Robust Estimation and M-Estimators — Probability & Statistics

Classical estimators (mean, MLE) are sensitive to outliers. Robust statistics develops estimators resilient to data contamination while maintaining high efficiency in the normal case.

Breakdown Point and Influence Function

Breakdown Point (BP): The minimal proportion of contaminated data at which an estimator breaks down. $\bar{X}$: BP = $1/n \to 0$. Median: BP = $0.5$. $S^2$: BP = $1/n$. MAD $= \text{median}|X_i - \text{median}|$: BP = $0.5$.

Influence Function (Hampel, 1974): $IF(x; T, F) = \lim_{\varepsilon \to 0} \frac{T((1-\varepsilon)F + \varepsilon \delta_x) - T(F)}{\varepsilon}$. For $\bar{X}$: $IF(x) = x - \mu$ — unbounded. For the median: $IF(x) = \frac{\text{sign}(x-\mu)}{2f(\mu)}$ — bounded.
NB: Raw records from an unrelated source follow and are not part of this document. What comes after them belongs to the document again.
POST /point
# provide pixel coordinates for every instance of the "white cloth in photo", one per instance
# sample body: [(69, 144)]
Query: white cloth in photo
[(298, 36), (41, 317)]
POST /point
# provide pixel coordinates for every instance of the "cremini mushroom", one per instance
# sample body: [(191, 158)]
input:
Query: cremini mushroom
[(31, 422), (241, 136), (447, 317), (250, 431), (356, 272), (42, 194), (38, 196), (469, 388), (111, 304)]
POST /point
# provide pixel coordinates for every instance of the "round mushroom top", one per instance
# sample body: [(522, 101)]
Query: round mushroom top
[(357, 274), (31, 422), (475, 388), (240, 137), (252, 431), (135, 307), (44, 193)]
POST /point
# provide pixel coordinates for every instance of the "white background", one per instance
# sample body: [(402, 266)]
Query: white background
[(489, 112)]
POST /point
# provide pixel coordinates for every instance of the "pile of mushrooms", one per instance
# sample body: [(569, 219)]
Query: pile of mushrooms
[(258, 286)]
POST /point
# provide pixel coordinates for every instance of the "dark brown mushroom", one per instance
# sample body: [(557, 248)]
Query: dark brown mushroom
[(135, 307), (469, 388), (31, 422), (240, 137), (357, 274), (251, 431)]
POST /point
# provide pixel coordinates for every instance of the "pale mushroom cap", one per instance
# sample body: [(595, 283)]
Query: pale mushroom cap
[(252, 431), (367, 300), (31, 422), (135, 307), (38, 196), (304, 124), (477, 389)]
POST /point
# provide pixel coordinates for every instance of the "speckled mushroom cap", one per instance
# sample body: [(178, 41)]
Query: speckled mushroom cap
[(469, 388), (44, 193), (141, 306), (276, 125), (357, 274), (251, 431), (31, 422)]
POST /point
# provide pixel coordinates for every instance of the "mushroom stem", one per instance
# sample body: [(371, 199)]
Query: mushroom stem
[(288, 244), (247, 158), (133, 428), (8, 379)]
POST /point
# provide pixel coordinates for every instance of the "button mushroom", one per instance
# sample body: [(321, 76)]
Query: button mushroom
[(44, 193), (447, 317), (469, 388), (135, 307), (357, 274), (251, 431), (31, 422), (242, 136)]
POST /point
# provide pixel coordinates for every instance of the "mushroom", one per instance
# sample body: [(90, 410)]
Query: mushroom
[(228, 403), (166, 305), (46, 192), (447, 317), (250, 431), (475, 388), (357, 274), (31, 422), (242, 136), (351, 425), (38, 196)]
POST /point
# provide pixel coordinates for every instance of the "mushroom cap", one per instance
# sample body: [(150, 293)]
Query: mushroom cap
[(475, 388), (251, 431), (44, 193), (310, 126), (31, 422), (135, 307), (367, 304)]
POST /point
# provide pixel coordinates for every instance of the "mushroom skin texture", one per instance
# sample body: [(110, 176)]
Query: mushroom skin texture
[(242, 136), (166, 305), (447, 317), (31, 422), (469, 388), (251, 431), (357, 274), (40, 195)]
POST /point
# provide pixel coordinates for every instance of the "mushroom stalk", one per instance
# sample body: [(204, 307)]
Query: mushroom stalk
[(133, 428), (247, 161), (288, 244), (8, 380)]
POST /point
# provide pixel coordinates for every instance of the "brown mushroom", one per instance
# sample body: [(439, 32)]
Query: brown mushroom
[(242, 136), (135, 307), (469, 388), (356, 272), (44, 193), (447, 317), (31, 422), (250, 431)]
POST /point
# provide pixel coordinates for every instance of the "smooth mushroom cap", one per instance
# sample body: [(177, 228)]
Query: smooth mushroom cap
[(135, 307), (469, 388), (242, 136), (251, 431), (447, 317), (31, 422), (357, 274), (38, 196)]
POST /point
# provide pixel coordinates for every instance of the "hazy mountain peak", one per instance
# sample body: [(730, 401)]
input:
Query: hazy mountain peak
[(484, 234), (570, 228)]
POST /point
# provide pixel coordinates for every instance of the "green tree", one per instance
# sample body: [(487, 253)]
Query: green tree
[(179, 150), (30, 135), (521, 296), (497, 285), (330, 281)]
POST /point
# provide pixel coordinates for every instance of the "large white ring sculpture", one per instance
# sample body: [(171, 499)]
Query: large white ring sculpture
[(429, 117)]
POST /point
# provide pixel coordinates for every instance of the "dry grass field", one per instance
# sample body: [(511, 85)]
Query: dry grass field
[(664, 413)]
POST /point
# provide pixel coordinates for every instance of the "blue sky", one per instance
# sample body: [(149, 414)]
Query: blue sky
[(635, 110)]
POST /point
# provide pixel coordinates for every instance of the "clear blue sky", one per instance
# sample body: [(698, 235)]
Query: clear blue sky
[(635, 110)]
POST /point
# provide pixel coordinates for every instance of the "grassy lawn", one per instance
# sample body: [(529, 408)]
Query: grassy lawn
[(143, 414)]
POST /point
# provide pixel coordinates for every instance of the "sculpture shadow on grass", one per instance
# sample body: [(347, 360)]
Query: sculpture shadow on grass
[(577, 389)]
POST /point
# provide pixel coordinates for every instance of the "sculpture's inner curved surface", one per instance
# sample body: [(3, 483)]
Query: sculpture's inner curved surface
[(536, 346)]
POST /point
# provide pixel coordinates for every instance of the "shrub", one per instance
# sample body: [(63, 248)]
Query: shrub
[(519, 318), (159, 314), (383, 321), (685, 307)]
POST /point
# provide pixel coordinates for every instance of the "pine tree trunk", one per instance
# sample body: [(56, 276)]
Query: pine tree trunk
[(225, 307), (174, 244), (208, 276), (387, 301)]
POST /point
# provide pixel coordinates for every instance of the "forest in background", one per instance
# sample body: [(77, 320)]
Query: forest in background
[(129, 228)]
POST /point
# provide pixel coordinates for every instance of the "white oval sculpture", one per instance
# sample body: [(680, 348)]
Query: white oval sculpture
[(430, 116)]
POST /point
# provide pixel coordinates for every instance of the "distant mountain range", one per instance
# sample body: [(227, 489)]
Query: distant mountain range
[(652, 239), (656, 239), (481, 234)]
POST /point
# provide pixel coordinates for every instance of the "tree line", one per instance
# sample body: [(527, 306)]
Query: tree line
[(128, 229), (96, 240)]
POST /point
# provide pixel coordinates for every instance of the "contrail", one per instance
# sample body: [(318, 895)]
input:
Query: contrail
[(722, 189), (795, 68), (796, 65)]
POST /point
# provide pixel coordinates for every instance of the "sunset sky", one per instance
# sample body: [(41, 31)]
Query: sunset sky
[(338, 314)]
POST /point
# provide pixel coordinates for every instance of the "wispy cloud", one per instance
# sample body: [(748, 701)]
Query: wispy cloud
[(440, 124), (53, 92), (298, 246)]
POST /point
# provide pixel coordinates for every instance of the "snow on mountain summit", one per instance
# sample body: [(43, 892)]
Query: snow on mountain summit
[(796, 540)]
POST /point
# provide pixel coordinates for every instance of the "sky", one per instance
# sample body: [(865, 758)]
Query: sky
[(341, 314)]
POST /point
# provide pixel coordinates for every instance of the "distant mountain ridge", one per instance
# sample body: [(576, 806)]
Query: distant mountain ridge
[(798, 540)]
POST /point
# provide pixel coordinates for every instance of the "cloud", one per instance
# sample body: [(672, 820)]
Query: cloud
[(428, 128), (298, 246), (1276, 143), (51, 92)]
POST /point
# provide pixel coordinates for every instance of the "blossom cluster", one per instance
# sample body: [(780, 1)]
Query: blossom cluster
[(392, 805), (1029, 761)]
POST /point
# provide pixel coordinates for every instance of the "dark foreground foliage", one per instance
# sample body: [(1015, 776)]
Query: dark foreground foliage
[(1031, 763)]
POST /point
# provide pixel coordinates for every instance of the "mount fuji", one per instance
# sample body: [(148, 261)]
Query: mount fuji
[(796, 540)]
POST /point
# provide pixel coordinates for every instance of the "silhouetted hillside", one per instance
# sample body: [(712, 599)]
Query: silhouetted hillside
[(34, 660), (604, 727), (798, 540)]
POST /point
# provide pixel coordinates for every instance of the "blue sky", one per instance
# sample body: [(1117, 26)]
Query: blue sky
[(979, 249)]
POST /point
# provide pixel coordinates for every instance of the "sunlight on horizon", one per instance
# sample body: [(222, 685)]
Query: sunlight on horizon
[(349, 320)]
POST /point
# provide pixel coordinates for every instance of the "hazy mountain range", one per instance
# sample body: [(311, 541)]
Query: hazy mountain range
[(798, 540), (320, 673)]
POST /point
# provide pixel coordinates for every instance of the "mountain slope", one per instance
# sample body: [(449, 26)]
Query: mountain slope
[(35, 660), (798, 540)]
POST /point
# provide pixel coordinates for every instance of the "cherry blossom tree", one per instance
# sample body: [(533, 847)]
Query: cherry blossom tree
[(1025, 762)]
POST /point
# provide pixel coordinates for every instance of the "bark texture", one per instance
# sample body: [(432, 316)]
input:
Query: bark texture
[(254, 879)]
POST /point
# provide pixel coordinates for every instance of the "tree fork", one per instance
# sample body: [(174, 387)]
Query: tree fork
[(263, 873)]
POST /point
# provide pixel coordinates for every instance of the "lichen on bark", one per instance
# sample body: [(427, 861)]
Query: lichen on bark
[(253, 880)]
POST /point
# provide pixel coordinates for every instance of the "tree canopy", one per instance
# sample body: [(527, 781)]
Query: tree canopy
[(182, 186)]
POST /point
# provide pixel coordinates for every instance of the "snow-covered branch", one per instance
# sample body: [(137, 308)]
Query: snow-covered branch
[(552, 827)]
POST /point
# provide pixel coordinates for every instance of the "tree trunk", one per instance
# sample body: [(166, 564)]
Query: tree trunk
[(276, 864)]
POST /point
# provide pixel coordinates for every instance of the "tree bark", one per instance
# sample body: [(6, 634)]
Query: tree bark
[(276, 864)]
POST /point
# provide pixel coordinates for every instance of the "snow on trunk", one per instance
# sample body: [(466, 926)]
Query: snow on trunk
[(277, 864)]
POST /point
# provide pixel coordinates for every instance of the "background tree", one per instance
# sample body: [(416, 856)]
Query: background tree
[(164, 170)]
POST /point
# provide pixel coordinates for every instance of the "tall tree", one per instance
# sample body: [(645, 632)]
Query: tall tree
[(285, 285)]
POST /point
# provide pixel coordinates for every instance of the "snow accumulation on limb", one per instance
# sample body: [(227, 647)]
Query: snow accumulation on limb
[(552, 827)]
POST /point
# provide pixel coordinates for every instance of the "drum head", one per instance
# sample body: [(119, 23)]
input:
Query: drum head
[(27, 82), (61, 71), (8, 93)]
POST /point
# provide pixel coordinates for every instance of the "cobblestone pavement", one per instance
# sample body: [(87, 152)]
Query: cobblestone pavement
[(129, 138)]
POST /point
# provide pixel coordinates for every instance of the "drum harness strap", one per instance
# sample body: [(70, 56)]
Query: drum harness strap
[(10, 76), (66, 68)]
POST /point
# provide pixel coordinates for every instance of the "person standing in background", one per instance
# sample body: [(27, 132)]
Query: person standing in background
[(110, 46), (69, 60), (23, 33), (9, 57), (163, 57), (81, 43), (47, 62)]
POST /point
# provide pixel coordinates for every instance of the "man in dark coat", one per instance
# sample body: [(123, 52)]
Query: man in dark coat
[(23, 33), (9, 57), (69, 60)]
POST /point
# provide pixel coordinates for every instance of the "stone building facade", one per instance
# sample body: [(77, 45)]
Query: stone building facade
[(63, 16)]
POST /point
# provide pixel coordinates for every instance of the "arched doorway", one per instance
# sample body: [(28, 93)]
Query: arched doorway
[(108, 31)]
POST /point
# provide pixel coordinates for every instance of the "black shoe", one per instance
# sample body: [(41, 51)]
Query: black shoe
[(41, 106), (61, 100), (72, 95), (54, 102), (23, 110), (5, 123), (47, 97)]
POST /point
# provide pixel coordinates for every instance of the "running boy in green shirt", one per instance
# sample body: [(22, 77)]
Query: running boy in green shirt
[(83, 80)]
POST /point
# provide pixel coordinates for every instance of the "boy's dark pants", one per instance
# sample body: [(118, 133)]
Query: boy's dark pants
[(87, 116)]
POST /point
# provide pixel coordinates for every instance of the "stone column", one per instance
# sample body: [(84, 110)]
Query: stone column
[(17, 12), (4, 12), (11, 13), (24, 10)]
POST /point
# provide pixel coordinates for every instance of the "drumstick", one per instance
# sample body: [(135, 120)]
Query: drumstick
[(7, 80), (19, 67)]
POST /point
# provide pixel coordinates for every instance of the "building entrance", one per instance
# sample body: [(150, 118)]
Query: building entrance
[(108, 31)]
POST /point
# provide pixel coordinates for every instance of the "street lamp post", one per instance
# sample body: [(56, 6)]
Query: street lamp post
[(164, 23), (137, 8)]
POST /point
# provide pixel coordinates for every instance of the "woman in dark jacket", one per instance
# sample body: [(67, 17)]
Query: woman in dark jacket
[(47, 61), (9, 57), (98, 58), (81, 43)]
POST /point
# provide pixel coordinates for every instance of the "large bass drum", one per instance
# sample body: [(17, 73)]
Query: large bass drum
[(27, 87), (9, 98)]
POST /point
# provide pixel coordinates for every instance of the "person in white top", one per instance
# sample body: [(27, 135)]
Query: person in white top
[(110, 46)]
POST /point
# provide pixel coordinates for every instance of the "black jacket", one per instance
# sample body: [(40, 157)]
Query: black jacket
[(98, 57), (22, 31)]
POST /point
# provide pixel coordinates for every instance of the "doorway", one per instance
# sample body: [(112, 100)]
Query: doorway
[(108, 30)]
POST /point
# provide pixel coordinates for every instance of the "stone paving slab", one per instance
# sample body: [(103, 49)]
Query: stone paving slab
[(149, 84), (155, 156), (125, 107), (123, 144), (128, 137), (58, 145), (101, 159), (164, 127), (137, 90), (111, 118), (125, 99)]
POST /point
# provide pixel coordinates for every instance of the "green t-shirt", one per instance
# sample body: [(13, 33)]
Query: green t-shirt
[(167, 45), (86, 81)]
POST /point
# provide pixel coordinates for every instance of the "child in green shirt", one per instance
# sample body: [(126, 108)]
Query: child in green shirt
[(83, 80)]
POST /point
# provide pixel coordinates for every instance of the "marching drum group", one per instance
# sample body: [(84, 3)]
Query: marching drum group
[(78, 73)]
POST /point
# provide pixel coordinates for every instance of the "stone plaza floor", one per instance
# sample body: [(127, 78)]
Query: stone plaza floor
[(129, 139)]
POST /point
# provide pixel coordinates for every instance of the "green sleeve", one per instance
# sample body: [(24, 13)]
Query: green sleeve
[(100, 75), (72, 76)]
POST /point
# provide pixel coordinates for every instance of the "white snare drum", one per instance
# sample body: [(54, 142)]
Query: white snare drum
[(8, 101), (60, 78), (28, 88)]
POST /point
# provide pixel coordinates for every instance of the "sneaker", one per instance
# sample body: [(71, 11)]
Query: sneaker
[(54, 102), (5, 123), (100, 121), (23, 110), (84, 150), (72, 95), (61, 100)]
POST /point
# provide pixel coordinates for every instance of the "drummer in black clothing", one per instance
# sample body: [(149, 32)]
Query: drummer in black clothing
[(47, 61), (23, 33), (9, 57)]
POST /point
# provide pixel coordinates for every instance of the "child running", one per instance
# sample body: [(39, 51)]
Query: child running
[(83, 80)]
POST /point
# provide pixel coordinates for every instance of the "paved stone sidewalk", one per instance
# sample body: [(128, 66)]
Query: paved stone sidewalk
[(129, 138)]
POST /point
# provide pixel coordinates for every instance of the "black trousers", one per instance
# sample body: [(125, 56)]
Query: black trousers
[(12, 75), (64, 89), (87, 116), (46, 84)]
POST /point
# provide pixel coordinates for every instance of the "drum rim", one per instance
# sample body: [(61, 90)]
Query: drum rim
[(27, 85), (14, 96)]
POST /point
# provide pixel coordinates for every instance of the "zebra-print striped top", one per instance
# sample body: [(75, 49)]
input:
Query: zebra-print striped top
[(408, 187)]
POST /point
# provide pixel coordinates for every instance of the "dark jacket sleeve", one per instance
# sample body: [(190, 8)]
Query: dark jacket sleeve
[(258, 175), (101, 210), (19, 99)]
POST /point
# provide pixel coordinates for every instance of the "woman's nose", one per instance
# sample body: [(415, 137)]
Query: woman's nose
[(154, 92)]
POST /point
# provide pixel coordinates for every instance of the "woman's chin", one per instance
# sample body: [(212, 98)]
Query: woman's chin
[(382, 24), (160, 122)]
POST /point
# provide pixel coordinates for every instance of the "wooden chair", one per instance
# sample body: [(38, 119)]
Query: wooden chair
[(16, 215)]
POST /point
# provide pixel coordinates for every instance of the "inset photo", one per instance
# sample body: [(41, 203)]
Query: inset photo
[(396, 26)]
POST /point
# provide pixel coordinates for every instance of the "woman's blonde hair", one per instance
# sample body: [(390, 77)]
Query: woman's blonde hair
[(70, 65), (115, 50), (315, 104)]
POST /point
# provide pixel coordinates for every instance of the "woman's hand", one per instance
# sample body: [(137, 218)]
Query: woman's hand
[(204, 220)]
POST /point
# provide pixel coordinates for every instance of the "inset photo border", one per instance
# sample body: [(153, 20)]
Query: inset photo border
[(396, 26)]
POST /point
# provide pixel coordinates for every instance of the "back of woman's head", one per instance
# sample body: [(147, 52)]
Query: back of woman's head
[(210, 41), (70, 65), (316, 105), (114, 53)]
Gross-error sensitivity: $\gamma^* = \sup|IF(x)| < \infty$ → robust estimator.

M-Estimators (Huber, 1964)

Definition: M-estimator $\hat{\theta} = \arg\min_\theta \sum_i \rho(X_i - \theta)$, or solution to $\sum_i \psi(X_i - \theta) = 0$, $\psi = \rho'$. Mean: $\rho(r) = r^2/2$. Median: $\rho(r) = |r|$. MLE: $\rho(r) = -\log f(r)$.

Huber M-Estimator ($c > 0$): $\rho_c(r) = \frac{r^2}{2}$ if $|r| \leq c$; $c|r| - c^2/2$ if $|r| > c$. $\psi_c(r) = \min(c, \max(-c, r))$. Mean for small residuals, median for large. $c = 1.345$: 95% relative efficiency under $N(0,1)$.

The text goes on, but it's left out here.